In Mussolini’s Italy: “University administrators implemented the laws dutifully and efficiently, in many cases with alacrity, going out of their way to make their lists of Jewish employees as accurate as possible. Not one voice in the academic and scientific world was raised against this collection of data, nor against the expulsions.”

Already, academic institutions are making choices to acquiesce or resist the Trump administration’s ban on diversity, equity, and inclusion.

Here’s the good news: we can learn from the past.

Obeying in advance does not work. Sacrificing certain scientific theories or areas of inquiry in order to save others does not work.

Eventually, anti-intellectualism runs itself off a cliff. And it falls, because gravity still exists, even if the leader claims it doesn’t.

Now is the time for scientists to stick together. Do not obey in advance.

Around the Internet

Living Rent-Free in My Brain this Week

Those who have no record of what their forebears have accomplished lose the inspiration which comes from the teaching of biography and history.

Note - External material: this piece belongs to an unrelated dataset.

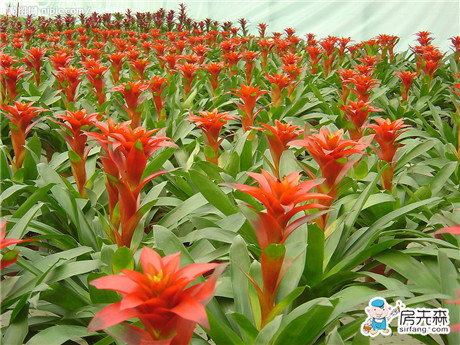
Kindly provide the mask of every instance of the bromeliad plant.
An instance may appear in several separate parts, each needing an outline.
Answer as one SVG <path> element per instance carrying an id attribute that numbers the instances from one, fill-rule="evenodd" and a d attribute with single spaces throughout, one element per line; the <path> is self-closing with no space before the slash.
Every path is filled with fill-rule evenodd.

This week, the US Park Service removed references to transgender people from the Stonewall National Monument.

Transgender people led the Stonewall Inn riot and are an integral part of LGBTQ+ and world history.

We will not let them erase the record of what our forebears have accomplished.

Quote I Like

This world is a strange madhouse. Every coachman and every waiter is debating whether relativity theory is correct. Belief in this matter depends on political affiliation.

Albert Einstein in a letter to his friend Marcel Grossman in 1920, on the absurdity of political interference with scientific pursuits

Thanks for reading. Hang in there, everybody.